Netbook Creator Asus to Launch Game-Changing E-Reader
Asus is planning to enter the e-reader market later this year with at least
one, if not two, device, the Times
of London is reporting.
The company that invented the netbook is innovating again, as the design ideas it shared with the Times would surely shake up the market. Unlike the single, flat screens of current e-readers-such as the Amazon Kindle, Sony Reader and Plastic Logic Reader-the Asus version would feature two screen on a hinged spine, more exactly mimicking the look and feel of a book.
Additionally, the Asus e-reader would feature full color, instead of the monocolor screens its competitors use, for a realistic ink-on-paper look. It would also feature touch-screens and offer online connectivity. Consequently, readers would have the option of reading on one page and pulling up a Web page-with supplemental materials, for example-on the other, making it a natural educational tool.
Another option, reports the Times, is for the second screen to act as an on-screen keyboard, enabling the e-reader to be used like a laptop. A Webcam, speakers and a microphone for Skype also will be included.

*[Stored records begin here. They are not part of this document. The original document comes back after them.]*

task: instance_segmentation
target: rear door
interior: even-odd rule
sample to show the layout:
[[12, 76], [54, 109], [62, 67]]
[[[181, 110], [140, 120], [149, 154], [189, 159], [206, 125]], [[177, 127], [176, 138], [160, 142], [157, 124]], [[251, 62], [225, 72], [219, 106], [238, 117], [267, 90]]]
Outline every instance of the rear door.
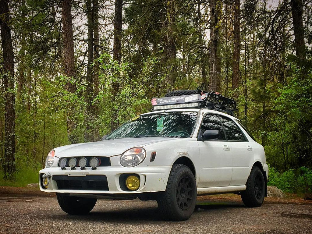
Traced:
[[232, 150], [232, 179], [230, 185], [245, 185], [249, 176], [250, 165], [253, 160], [254, 152], [240, 127], [229, 118], [220, 115], [227, 139], [227, 144]]
[[217, 139], [197, 142], [200, 156], [198, 187], [228, 186], [232, 177], [232, 151], [217, 115], [207, 114], [204, 116], [198, 137], [207, 130], [219, 130], [220, 136]]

"Our ethos is innovation-as our brand is less well-known, we have to run faster than the competition to develop new types of products," a spokesman for Asus told the Times.
"Any such product-including an e-reader-has to have the right combination of functionality and price. No one is going to buy one for ???1,000."
Asus is said to be working on "budget" and "premium" versions. The premium is likely the double-screen version described above. The budget model, dubbed the Eee Reader, after the company's Eee PC netbook line, is expected to be more traditional and compete at a considerably lower price point. The Times reports that Asus will likely try for a price of 100 British pounds, or approximately $164.
In a July 29 report, Forrester Research found that the e-reader market is growing, "albeit from a very small base," according to report author Sarah Rotman. She concluded that the market will grow once prices fall.
"While some will jump on board when prices hit $199 in 2010, others will hold out for a $99 device in 2012 or a $99 E Ink screen accessory for PCs and smartphones that could (and should) come out sooner," she wrote.
In a Sept. 1 report, Forrester reiterated the same, forecasting that interest will rise as prices drop. The same author predicted that e-readers won't reach the purchase numbers of MP3 players-which in 2009, 61 percent of the U.S. online population owns-but that digital cameras, which took 10 years to reach 50 million U.S. consumers, are a more likely model.
If Asus can do for the e-reader market what it did for PCs, it'll be back to the drawing board for the researchers.